I am not sure if I fully understand your second question. Did your question refer to why slice() could be passed 1 or 2 arguments only, while it in fact has 3 arguments?

slice() can be passed 1 or 2 arguments only. Below is a snippet of experiments for your reference:

In [9]: slice(5)
Out[9]: slice(None, 5, None)

In [10]: slice(1, 5)
Out[10]: slice(1, 5, None)

Therefore, in your last line, slice(5e-3/(2.6**4),5e-3) is equivalent to slice(start = 5e-3/(2.6**4), stop = 5e-3, step = None)

I hope my address could help!

ZahraHkh · February 15, 2020, 8:14pm

Thank You so much for your complete and perfect answer.
yes, that was what i meant.
Yes, it indeed helped me a lot.

Athar1996 · May 7, 2020, 9:06am

Thanks alot @riven314 For this answer on Discriminative Learning , This was unresolved doubt which helped me alot , Also Thanks to @ZahraHkh For bringing to notice doubt on step size.

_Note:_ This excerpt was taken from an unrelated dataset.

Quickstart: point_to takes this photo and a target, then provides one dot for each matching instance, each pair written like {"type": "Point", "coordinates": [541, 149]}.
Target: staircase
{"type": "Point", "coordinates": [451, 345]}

riven314 · May 7, 2020, 10:17am

You are welcome

AvidTeacher · July 15, 2020, 7:43pm

Hi,

It cleared a lot of ambiguity. I am still stuck with using slice for max_lr and having two parameter.

learn.fit_one_cycle(20, max_lr=slice(1e-5,1e-4))

Thank you,

riven314 · July 16, 2020, 6:50am

In this case, slice(1e-5, 1e-4) is essentially slice(start = 1e-5, stop = 1e-4, step = None).

From the source code (fastai2), it triggers discriminative learning: 1e-5 will be the learning rate applied on the top layer, 1e-4 will be the learning rate applied on the bottom layer. The layers in between will have learning rate somewhere between 1e-5 and 1e-4 (geometrically progress).

See the definition of set_hyper for more details on how the learning rates distribute among layers: link

Bhavya1600 · April 4, 2021, 3:09pm

Hii Riven,
I am currently working on an image classification project for Melanoma classification. I am using FastAI. I have 3 different layer groups where the first two are of the densenet161 model and the last is a fully connected layer group.

In training, I first freeze the model and train it for a few epochs on a small learning rate (found by lr_find() function ). Then, I unfreeze the model and train it using the slice function. I am confused of which two learning rates to chose. Is there a way to approximate these rates using the lr_find() function?